İster inanın ister inanmayın, bazı araştırmacılar Orion kuşağı ile üç büyük Mars volkanı arasındaki benzerliklere dikkat çekti. Sadece tesadüf? Yoksa yapay mı, volkan değil mi?… Emin değiliz. Belki de bu “işaretler” güneş sistemindeki tüm gezegenlerde kalmıştır ve liste sonsuzdur. Ama ana nokta bu değil. Antik piramit inşaatçıları ne anlama geliyordu? Uzak torunlarına hangi fikri aktarmaya çalıştılar?

Gizemli bir bağlantı

Eski Mısır uygarlığının temsilcileri, tanrılarının Orion ve Sirius'tan insan biçiminde uçarak cennetten geldiğine inanıyorlardı. Orion (özellikle Rigel yıldızı) onlar için yıldızların kralı ve ölülerin koruyucu azizi olan Şah ve daha sonra tanrı Osiris ile ilişkilendirildi. Sirius, tanrıça İsis'i simgeliyordu. Bu iki tanrının insanlığı yarattığına ve ölen firavunların ruhlarının daha sonra yeniden doğmak için Orion'a döndüğüne inanılırdı: Yaşamak için ölüyorsun."

Birçok bilim adamının kendisinin yazdığı gibi, burada Osiris ile olan ilişkiler tesadüfi değildir. Güçlü avcı Orion, tüm dünyalarda ortak olan, insan bilincindeki Tanrı'nın ilk görüntüsüdür.
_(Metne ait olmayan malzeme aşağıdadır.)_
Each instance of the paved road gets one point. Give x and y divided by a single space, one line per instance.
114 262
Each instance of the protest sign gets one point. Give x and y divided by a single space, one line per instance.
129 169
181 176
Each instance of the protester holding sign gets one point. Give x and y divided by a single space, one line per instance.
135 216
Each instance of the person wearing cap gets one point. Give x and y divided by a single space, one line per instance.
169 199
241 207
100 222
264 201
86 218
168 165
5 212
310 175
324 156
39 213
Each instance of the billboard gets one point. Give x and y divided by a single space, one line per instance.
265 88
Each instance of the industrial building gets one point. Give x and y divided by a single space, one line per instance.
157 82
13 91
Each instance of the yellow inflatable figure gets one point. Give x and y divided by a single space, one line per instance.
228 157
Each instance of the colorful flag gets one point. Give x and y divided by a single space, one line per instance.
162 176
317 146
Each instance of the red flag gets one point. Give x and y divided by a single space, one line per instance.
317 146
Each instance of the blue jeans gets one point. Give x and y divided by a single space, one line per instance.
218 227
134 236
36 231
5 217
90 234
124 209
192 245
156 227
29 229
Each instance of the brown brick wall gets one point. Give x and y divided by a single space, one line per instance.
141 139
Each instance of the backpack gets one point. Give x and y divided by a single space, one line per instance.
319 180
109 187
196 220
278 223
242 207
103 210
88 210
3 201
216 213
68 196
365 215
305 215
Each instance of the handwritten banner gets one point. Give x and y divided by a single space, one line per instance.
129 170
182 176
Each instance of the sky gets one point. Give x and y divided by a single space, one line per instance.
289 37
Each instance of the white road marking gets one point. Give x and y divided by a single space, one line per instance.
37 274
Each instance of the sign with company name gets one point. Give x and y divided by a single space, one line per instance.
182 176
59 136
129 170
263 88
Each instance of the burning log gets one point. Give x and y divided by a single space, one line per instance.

Ölen ve yeniden doğan Tanrı. Yaşam ve ölümün gizeminin enkarnasyonları.

Hopi bağlantısı

Üç Hopi Mesas, Orion takımyıldızı ile “mükemmel” bir şekilde hizalanıyor
Üç Hopi Mesas, Orion takımyıldızı ile mükemmel bir uyum içindedir © History.com

Hopi Kızılderilileri, taş köyleri yaz ve kış gündönümlerinde Orion takımyıldızının bir izdüşümünü andıran Orta Amerika'da yaşıyor.

Orion takımyıldızının aynı zamanda bizimkinden daha eski ve daha yüksek bir gelişim seviyesinde olan paralel üç boyutlu evrene açılan bir kapı olduğuna inanılıyor. Belki de öncülerimiz güneş sistemine oradan geldi?